Lunes, 8 de octubre de 2012 | Hoy
CULTURA › LA SEGUNDA CONVENCIóN INTERNACIONAL DE TATUAJES, EN LA PLATA
Este fin de semana, el Centro Cultural Pasaje Dardo Rocha se convirtió en centro de atención de artistas del tatuaje y un público variopinto y de toda edad. Con un notorio crecimiento, el encuentro amenaza convertirse en un referente internacional.
Por Facundo Gari
Para llevar arte encima no hace falta colgarse una acuarela del cuello. Los tatuados que se arriman a las escalinatas del Centro Cultural Pasaje Dardo Rocha, donde este fin de semana tuvo lugar la Segunda Convención Internacional de Tatuajes, experimentan en carne viva las punzantes miradas de los transeúntes, que pispean sus rosas en ascendencia al cuello: admiran cuerpos (alejados del paradigma de belleza de pasarela), no objetos. Adentro no llaman tanto la atención, el voyeurismo se vuelca más al morbo de los puntitos de sangre que brotan de la espalda de un almacenero de 54 años. Recién pasó el mediodía del sábado y todavía no se adivina qué eligió estamparse por siempre.
Más de 140 stands y cerca de 400 tatuadores se congregan en la nave central del edificio de La Plata. Cientos de personas van y vienen, la mayoría con algo de crispación en la cara.
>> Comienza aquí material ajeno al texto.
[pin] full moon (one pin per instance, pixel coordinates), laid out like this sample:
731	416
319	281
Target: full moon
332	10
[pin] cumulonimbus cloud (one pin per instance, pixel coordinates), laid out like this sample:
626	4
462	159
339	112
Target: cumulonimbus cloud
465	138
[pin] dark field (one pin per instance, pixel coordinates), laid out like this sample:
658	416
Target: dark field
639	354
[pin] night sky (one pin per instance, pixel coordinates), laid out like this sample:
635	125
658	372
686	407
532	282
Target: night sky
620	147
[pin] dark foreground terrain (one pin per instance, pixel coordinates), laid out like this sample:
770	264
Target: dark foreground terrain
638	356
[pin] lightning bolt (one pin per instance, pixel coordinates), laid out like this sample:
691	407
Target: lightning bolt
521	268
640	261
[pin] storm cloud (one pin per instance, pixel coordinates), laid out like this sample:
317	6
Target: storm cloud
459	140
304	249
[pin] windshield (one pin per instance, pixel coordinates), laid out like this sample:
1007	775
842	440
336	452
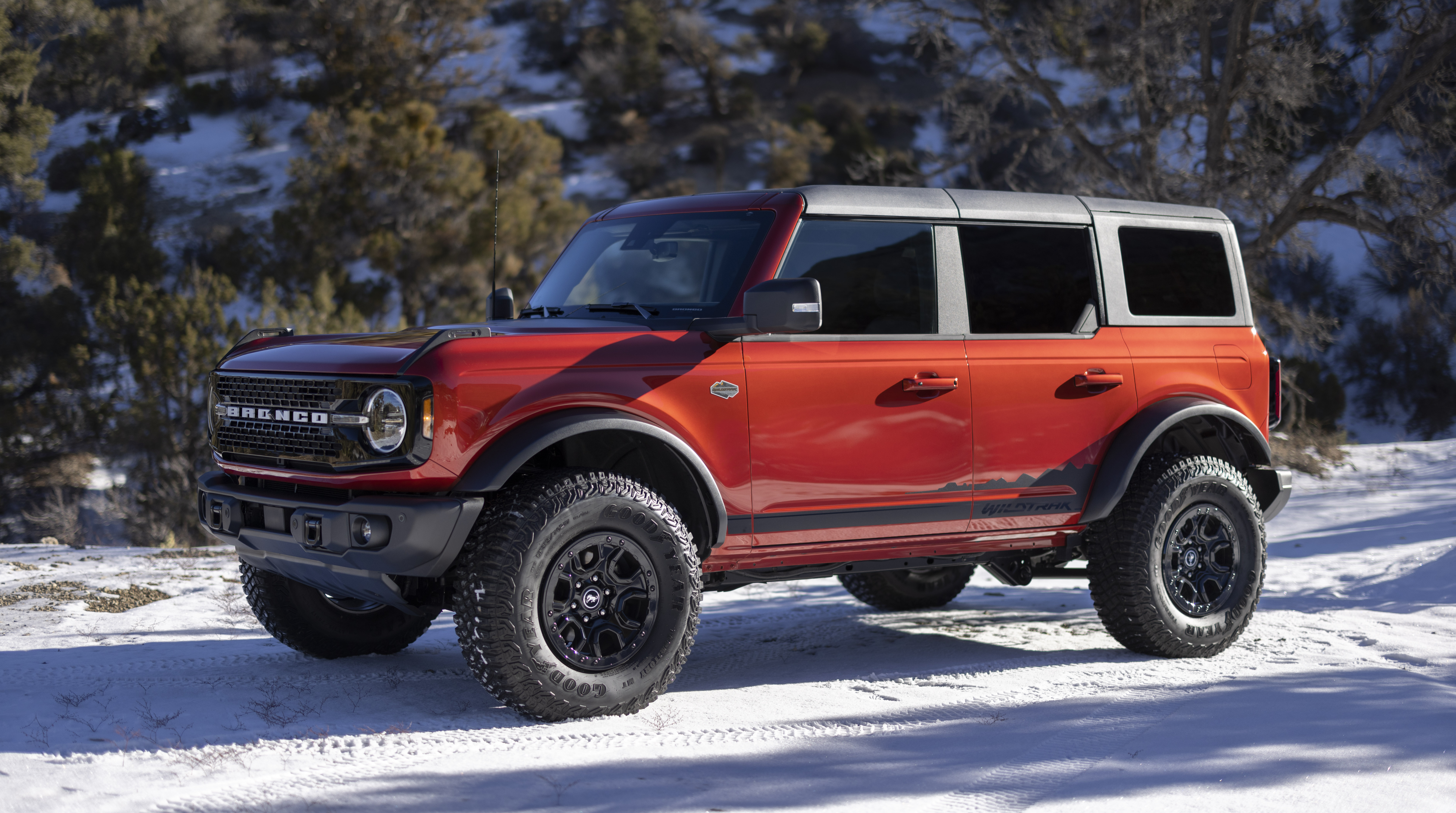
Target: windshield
659	267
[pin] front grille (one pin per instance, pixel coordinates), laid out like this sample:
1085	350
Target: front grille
295	394
301	441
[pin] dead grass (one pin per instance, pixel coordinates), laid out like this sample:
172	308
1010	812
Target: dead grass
1310	449
188	554
123	599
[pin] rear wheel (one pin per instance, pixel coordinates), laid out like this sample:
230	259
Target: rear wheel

Están buscando “su artista”, y éste los está buscando, exhibiendo fotografías laminadas y catálogos de los más diversos dibujos: allí conviven Marx y Jesús, alfabetos orientales y tipografías de curia anglosajona, calaveras y angelitos. Tatuadores y tatuados son, de esa manera, dos puertos de un link acaso providencial. La concurrencia es de lo más heterogénea: rockeros y hippies, amas de casa y empleados de oficina con carritos de bebé, abuelos con sus pequeños nietos y nietos adultos con fotos de los nonos; gallinas y bosteros, teñidos y al natural, hipsters, geeks y nerds que revisan las mesas de piercings mientras aportan datos antropológicos de tribus esquimales que incurrían en esa técnica como ritual de pasaje a la adultez. En un recodo del hall, una joven le pide a su pareja que no la presione, que se hará el anillo tribal de compromiso que acordaron juntos, que le dé unos minutos para tomar envión. Para otros, el ambiente es narcótico.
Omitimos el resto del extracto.